Known for his grasp of budgetary minutiae, first as a Michigan congressman and then as Reagan’s budget director, Stockman still dazzles with his command of numbers. Ask him about jobs, and he’ll spit out government estimates for non-farm payrolls down to the tenth of a decimal point. Prod him again and, as from a grim pinata, more figures spill out: personal consumption expenditures, credit market debt and the clunky sounding but all-important non-residential fixed investment.
Stockman may seem as exciting as an insurance actuary, but he knows how to tell a good story. And the punch line to this one is gripping. He says the numbers for the U.S. don’t add up to anything but a painful, slow-growing future.
h/t Harry

The smoke and mirror show that is Obama’s econonic policy is just that – built on delusion and the illusion of recovery. cheers
When 46 million people are on food stamps and almost all manufacturing has moved to distant shores, the chances of turning the economy around anytime soon is rather remote. Obamas policies are only heaping fuel on the flames of destruction. More green policies, welfare freebees, left wing ideoligy and a growing bureaucracy will not replace a decimated middle class tax base. History will show Stockman was right and Obama was a experiment with disastrous results.
It seems to me that Stockman is painfully optimistic. Much more likely is that either the US will recover and go on to thrive, or that the decline is terminal.
Given the evidence to date, the latter is more probable.
Stockman is right about the possible consequences. Spain early in the 17th C had an economy much like the US today. It’s internal economy had been hollowed out fighting foreign wars. It was hugely indebted, with the only significant government revenues being gold and silver shipments from South America. Typically these were already mortgaged two to four years in advance. All of Spain’s banking was done in Genoa. In 1604 there was a spectacular failure of Spanish bonds which could not be sold at any price during that auction.
Spain, the world’s greatest power at the time, went bankrupt literally overnight. It was an immediate end to Spain’s importance as a European power, and it has never recovered from that disaster. The fleets, mightiest in Europe, rotted in harbours with no crews. The army, largely unpaid, largely deserted. Public works fell in ruins. Road systems collapsed.
I will give this much to the Ron Paul supporters here. Spain’s history shows that Paul may be right about the need for the US to disengage. And to downsize its government. Now.
“Slow growth”? Boy, is HE ever the optimist!
It is a myth that “almost all manufacturing has moved to distant shores”. As of 2008, the United States was still the largest manufacturing economy in the world. The largest exporter of manufactured goods continues to be Germany, not China as many believe. Yes, the recession hurt US manufacturing, but continued high unemployment and the QE money printing (leading to devaluation) will drive down US labour costs and we are already seeing a move of some manufacturing BACK to the United States.
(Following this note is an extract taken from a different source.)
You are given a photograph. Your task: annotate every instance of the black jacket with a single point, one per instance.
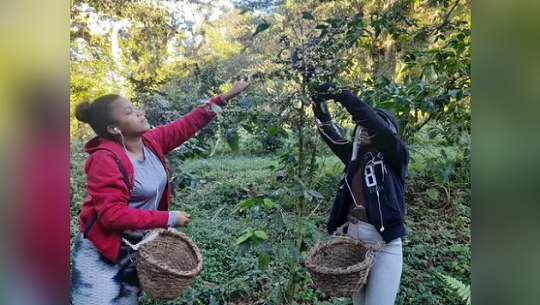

That said, their population is growing faster than the economy is creating jobs, so long term economic performance will continue to be poor.
@ Taliesyn at March 8, 2012 10:35 AM
A myth ?
http://www.cnn.com/CNN/Programs/lou.dobbs.tonight/popups/exporting.america/content.html
http://jobs.lovetoknow.com/Facts_and_Figures_on_Outsourcing
Do you have any idea what this has done to the tax base ? About the only thing not outsourced relates to the military and even there they have found some sub-contractors have been cheating.